Hepimizin bildiği gibi 15 Temmuz 2016'da ülkemizde kanlı bir darbe kalkışmasına muhatap olduk.
40 yıla yakın bir zamandır ülkemizde devlet kadroları ve sivil hayatta kadrolaşan paralel yapı FETÖ ülkemizde silahlı bir darbe ile yönetimi ele geçirme teşebbüsünde bulunmuştu. Örgüt aslında bugüne kadar darbe dönemleri dahil olmak üzere iktidarı elinde bulunduranlar tarafından hep kollanmıştı ama kökü dışarıda örgüt, elde ettiği imkanları yetersiz görmesi ve dışarıdaki ağa babalarının talimatıyla tamamen iktidarın sahibi olmak için devlet içindeki silahlı kadrolarının da desteğiyle darbeye kalkışmıştı.
Yüzyıla yaklaşan Cumhuriyet döneminde hep darbecilere teslim olan ve bundan büyük zararlar gören milletimiz, ilk defa bu darbe kalkışmasında seçtiği cumhurbaşkanı ve hükümet başkanının talebiyle meydanlara indi ve kendi iktidarına sahip çıkmak için darbecilerin silahlarına göğsünü süper etti. Bu şanlı mücadelede 251 şehit verdi, 1293 vatan evladı da yaralandı, gazi oldu.

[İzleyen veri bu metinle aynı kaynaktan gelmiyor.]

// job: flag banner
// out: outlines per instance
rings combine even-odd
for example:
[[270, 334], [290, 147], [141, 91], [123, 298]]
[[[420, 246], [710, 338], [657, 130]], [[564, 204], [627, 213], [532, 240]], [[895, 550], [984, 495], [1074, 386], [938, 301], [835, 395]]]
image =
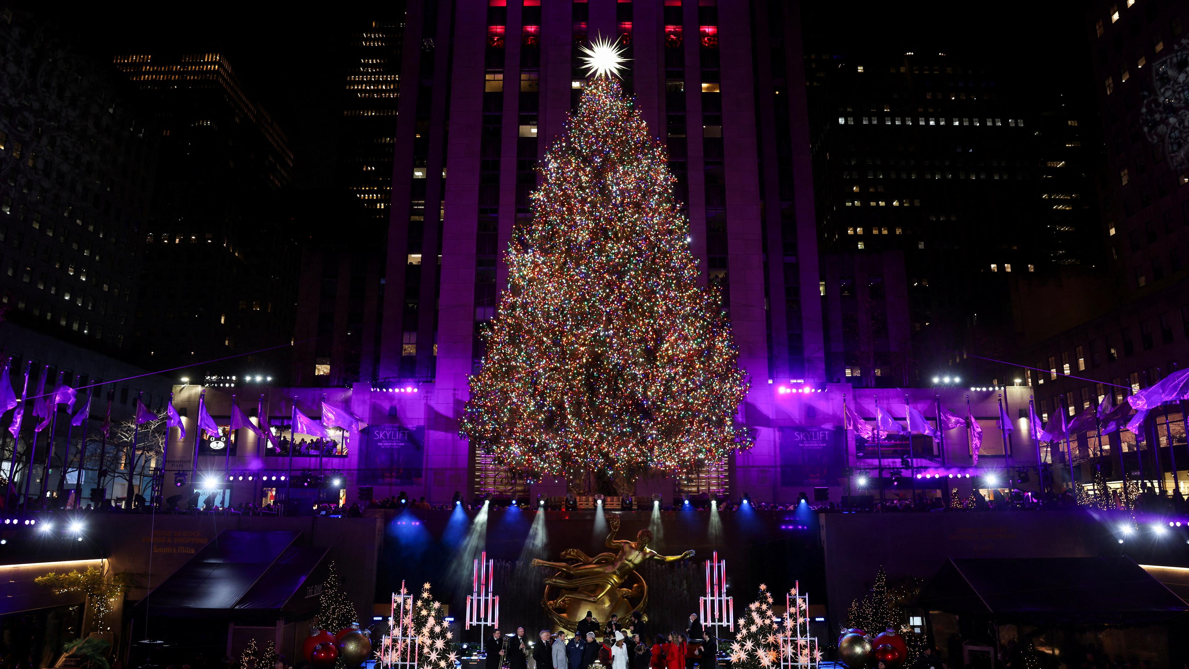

15 Temmuz 2016’daki darbe kalkışmasının püskürtülmesinden sonra hafızalarımızı yoklarsak bu millet tüm ülkede şehir meydanlarında bir ay boyunca millet iradesine sahip çıkmak için kadını ile erkeğiyle yaşlısı ile genci ile Milli İrade Nöbeti tutmuştu.
Daha sonra darbecilere ve darbeye destek veren kadroları yargılama süreci başlamış ve bugüne kadar yüzbinlercesi yargılanmış mahkum edilmiş, yüz binlercesi de yurt dışına giderek ülkeyi terk etmek durumunda kalmışlardı. Halen yargılaması devam edenler yurt dışına çıkmış olanların sığındıkları ülkelerden iade talepleri de devam etmektedir.
2016'da bir ay boyunca yapılan Milli İrade Nöbetlerinin sonuncusu sanırım İstanbul Yenikapı Meydanı'nda yapılmış ve 1 milyona yakın İstanbullu mitinge destek vermişti. Final niteliğindeki mitinge ana muhalefet lideri Kemal Kılıçdaroğlu dahil toplumun tüm kesimleri katılarak destek vermiş, tam bir milli mutabakat olayı gerçekleşmiş ve milletimizden büyük destek almıştı.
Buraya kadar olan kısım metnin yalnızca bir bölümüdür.